Chris - How much artemisinin comes out from one of these transgenic plants now, compared with the parent sweet wormwood?
Ralph - The compound we are making is not exactly artemisinin. It is the immediate precursor of artemisinin called artemisinic acid which however can be converted into artemisinin by a relatively simple chemical reaction. In the amount that we've reached so far in our best producing plants is approximately 120 milligrams per kilogram. It's probably not yet sufficient for large scale commercial production but we think there is room for further improvement.

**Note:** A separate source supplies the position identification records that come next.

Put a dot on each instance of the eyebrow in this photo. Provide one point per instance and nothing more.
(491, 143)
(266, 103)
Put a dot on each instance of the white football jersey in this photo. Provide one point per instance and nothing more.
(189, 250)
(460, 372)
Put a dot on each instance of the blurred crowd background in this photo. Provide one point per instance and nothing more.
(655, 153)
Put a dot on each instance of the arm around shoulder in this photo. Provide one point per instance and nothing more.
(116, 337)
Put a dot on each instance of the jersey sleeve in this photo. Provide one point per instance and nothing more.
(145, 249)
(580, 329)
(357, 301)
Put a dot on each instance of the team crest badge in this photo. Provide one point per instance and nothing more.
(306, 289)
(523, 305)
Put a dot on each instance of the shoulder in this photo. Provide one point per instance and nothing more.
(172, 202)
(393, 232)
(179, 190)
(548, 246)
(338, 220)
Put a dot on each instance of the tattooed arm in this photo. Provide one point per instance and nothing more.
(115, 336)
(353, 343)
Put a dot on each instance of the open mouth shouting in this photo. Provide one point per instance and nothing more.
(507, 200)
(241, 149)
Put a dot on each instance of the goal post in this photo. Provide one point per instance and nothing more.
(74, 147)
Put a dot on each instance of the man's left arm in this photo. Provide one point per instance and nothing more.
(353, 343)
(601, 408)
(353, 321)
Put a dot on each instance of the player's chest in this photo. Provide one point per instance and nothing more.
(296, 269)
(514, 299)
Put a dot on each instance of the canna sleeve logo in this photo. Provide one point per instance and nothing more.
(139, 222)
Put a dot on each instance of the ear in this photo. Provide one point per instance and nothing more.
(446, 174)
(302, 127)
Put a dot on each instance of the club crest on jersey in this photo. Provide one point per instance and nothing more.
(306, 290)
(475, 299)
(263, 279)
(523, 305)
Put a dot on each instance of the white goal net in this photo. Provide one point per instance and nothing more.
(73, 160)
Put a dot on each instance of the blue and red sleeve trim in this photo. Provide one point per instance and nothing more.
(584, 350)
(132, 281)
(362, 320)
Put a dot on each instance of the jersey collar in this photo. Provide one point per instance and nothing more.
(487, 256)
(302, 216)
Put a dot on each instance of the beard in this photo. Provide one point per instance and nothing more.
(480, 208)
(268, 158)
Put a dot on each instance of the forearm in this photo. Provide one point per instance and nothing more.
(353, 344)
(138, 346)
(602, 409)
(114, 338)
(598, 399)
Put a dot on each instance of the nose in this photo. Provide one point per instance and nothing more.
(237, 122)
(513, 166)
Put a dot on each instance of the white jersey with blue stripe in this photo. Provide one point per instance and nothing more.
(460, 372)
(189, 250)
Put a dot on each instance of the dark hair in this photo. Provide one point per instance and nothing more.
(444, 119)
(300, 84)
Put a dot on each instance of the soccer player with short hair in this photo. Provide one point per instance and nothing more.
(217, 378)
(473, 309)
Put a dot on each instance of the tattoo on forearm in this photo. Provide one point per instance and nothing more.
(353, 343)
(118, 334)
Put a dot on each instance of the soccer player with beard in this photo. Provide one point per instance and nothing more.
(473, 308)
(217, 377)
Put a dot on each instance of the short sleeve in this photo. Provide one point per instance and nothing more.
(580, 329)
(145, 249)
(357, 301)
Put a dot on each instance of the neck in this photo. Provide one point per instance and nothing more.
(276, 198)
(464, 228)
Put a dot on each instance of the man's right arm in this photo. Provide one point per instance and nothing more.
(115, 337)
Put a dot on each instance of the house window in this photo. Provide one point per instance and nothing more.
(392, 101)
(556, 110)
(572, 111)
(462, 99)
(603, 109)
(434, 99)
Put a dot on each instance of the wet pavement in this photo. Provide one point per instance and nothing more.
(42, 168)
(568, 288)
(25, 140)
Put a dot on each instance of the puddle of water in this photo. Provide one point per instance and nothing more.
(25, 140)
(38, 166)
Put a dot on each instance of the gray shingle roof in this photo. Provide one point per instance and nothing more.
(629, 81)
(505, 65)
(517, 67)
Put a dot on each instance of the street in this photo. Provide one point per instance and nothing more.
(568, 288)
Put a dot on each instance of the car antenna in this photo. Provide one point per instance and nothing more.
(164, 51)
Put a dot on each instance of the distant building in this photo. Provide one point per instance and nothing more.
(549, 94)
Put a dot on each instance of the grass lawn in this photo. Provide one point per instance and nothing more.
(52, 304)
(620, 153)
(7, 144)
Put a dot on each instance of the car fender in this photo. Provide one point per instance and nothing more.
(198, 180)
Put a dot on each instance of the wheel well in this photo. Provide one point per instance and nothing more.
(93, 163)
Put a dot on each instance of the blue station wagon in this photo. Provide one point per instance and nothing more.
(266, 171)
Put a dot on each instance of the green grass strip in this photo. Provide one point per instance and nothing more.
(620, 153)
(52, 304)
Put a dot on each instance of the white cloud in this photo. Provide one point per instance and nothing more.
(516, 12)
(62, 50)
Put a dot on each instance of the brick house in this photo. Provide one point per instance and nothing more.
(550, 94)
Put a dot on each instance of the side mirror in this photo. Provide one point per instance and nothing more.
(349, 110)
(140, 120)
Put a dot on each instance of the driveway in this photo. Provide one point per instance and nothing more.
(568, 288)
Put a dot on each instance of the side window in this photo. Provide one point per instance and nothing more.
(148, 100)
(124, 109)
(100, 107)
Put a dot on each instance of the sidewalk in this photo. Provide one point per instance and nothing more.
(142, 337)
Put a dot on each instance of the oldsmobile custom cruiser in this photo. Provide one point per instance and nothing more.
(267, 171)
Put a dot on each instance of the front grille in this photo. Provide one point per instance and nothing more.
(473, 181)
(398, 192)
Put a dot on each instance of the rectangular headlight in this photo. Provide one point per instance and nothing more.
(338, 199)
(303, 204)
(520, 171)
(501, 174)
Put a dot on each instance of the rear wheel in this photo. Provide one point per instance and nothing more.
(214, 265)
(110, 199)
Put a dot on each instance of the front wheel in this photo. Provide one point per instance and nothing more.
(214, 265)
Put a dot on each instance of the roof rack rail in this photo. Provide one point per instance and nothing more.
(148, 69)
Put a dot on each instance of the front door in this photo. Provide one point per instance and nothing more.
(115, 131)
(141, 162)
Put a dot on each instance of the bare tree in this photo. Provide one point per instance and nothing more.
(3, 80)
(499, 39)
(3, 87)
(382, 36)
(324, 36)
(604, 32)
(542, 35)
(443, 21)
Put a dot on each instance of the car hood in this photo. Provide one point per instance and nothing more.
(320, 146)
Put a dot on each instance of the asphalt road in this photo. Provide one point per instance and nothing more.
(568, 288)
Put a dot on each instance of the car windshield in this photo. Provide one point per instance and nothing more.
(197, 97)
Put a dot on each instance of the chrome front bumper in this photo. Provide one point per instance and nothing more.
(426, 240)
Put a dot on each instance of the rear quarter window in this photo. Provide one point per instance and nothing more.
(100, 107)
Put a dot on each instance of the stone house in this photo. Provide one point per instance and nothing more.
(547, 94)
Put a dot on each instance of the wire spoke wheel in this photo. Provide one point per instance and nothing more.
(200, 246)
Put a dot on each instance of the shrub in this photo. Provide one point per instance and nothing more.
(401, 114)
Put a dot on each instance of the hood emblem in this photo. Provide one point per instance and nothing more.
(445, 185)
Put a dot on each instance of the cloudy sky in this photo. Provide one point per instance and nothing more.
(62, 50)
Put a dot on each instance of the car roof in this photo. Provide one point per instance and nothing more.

Chris - But haven't other people previously expressed the same families of genes in yeast and therefore been able to make this artificially just in yeast and then you don't have that problem.
Ralph - That's correct. It can be produced in yeast, the same compound - artemisinic acid. However, yeast production has the disadvantage of requiring expensive production sites where these yeast cells can be cultivated. The advantage of making it in plant is that plants just need water and sunlight to grow. So potentially, production in plants is much cheaper than production in bacteria or induced cells.
05:59 - Lost generation
with Alik Widge, Massachusetts General Hospital
Is science in danger of creating a "lost generation" of talented early-career researchers who are exiting the profession in search of more stability and better prospects. Psychiatrist Alik Widge has been interviewing some of the scientists affected...
Alik - The career difficulty facing young scientists and young academic engineers are probably greater than they have been really in the history of the modern scientific enterprise. This is having some very negative but also very difficult to perceive effects on society and on society's technological progress.
Chris - Well, let's put some numbers on this then. In real terms, what's the scale of the issue?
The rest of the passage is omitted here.